É sintomático, porque analisar os vários números da petrolífera estatal angolana ao longo dos anos causa, no mínimo, confusão frequente.

O caso mais gritante ocorreu em 2012, quando o FMI alertou que havia uma discrepância de 32 mil milhões de dólares(!) nas contas públicas do país, relacionado com as operações “quasi-fiscais” da empresa. De forma mais regular, o relatório de contas anual fornecia dados agregados, sendo difícil avaliar as atividades da empresa. Nas conferências de imprensa, muitas perguntas sobre números acabavam por não ser respondidas. Um exercício de opacidade criticado por instituições internacionais e ONG.

A última dessas conferências, no final de fevereiro, resultou num conflito que envolve números, mas que é tudo menos opaco. O novo CEO, Carlos Saturnino, acusou a antecessora, Isabel dos Santos, de ter cometido várias irregularidades, antes e mesmo depois de ter sido exonerada em novembro de 2017. Desde gastos com consultores, passando por salários dos administradores até transferências após o despedimento.

Em resposta, a empresária chamou Saturnino de “mentiroso” e emitiu um comunicado a detalhar a defesa.

É impossível, para já, saber quem tem razão nesta guerra de acusações. No entanto, há alguns pontos que são claros. Primeiro, Isabel dos Santos tem razão quando diz que a campanha que está a ser feita contra ela é politizada. Dado o tamanho e importância da empresa, tudo o que é relacionado com a Sonangol é uma questão política, especialmente agora, numa altura de transição de poder.
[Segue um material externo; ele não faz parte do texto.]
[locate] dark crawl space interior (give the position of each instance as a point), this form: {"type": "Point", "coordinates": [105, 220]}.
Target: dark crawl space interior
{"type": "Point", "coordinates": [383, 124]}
Segundo, quando a empresária diz que as acusações são “revisionismo” e um regresso à “antiga escola” da Sonangol pode até ter razão, mas não ajuda à força da sua defesa. Sim, Saturnino já tinha estado à frente da empresa no passado. Mas agora foi nomeado por João Lourenço, que foi escolhido como candidato à presidência do país por José Eduardo dos Santos. E foi o antigo presidente que nomeou todos os CEO da “velha escola” da Sonangol.

Terceiro, Isabel dos Santos não pode esquecer que ela própria foi nomeada pelo pai. Pode ter sido uma decisão para renovar a Sonangol, mas foi uma escolha de risco e altamente criticada. Dado o papel que a empresária tem no mundo do negócios em Angola, e a forma como beneficiou de decisões políticas no passado, usar o histórico da gestão da maior empresa do país como defesa não é uma estratégia convincente. Não é por acaso que muito angolanos a apelidavam de ‘princesa’ do regime.